Japan Prays on 5th Anniversary of Tsunami

Parts of ravaged coast are coming back to life
By Newser Editors and Wire Services
Posted Mar 11, 2016 1:00 AM CST
Japan Prays on 5th Anniversary of Tsunami
A man prays in front of the skeletal remains of the former disaster prevention center in Minamisanriku, Miyagi prefecture, northern Japan, on Friday.   (Yusuke Ogata)

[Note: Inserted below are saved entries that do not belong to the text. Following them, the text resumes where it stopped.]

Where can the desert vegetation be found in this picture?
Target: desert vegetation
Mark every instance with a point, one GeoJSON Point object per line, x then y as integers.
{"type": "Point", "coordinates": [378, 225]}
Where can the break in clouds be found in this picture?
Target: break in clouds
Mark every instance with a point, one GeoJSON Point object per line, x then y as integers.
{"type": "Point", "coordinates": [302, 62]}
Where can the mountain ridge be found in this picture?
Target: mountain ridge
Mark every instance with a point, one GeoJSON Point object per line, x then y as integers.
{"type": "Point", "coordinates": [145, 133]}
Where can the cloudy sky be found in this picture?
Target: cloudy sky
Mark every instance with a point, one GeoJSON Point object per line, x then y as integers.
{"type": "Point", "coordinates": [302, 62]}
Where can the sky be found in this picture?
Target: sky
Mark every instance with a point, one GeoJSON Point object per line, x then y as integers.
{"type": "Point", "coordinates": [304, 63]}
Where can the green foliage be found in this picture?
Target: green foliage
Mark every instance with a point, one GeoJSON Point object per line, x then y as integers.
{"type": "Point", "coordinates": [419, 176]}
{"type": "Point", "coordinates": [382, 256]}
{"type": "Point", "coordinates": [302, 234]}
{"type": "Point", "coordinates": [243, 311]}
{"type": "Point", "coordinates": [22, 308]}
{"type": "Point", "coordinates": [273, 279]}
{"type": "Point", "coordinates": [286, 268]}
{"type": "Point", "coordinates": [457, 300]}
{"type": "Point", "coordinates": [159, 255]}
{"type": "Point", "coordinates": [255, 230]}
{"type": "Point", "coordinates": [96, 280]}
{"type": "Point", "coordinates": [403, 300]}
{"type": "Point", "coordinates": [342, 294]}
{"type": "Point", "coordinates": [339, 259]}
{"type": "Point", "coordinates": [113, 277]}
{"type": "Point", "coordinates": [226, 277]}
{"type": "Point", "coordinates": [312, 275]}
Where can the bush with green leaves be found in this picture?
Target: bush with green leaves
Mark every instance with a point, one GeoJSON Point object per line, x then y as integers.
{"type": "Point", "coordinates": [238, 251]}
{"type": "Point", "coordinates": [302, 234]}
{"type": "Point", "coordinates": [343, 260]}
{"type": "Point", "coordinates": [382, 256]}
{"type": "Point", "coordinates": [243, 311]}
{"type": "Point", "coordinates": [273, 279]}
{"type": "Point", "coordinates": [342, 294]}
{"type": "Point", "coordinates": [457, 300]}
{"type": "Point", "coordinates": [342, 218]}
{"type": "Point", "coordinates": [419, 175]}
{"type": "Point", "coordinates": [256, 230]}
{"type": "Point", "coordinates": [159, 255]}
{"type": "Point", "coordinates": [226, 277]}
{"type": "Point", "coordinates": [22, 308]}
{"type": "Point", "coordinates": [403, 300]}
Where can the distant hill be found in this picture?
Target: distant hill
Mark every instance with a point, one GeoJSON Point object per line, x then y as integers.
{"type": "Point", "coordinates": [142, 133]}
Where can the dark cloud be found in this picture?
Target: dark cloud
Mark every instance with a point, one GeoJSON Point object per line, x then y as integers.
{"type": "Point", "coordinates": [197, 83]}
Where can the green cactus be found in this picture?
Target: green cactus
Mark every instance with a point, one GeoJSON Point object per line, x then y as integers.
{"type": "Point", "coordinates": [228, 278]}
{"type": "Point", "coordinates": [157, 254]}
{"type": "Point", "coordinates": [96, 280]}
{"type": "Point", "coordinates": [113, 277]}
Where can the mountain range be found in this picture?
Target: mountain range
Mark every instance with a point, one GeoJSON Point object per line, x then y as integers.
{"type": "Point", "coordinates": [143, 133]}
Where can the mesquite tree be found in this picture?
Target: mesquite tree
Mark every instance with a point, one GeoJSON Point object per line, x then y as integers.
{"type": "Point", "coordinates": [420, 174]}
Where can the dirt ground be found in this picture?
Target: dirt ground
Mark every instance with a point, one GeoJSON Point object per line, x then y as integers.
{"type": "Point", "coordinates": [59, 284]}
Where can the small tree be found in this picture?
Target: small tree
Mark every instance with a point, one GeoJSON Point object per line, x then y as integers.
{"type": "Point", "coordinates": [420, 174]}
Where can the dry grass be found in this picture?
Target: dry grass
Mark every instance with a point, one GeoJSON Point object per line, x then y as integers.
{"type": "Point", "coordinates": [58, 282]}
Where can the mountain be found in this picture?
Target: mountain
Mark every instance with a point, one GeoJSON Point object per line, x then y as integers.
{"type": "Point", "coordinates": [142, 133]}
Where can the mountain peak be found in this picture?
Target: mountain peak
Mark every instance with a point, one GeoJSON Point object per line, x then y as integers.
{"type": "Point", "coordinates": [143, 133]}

Japanese gathered in Tokyo and along the country's ravaged northeast coast to observe a moment of silence at 2:46pm Friday, exactly five years after a magnitude-9.0 earthquake struck offshore and triggered a devastating tsunami that killed more than 18,000 people. Some teared up as they held hands or bowed their heads in prayer on a chilly afternoon in northern Japan. Japanese Emperor Akihito, Empress Michiko, and Prime Minister Shinzo Abe, all in formalwear, led an annual ceremony in Tokyo attended by officials and survivors. Abe has pledged to bolster reconstruction work ahead of the 2020 Tokyo Olympics and to rush decontamination work in irradiated areas near the tsunami-wrecked Fukushima nuclear plant to allow more residents to return home.

Much of the Tohoku coast hit by the disaster remains empty except for mounds of dirt brought in to raise the ground level to minimize risks from future tsunamis before any rebuilding is done. Masaki Kamei, a doctor from Tokyo who has been visiting disaster-hit areas every year, senses life is coming back. "What's different this year compared to last year is fishermen have already gone out fishing by dawn ... and towns are already bustling about going on with their business," he tells the AP. "There is an expression: the hammering sound of reconstruction. That's how I feel, I sense the emphasis has shifted." (Last fall, a ghost town once home to 7,400 people was given the all-clear.)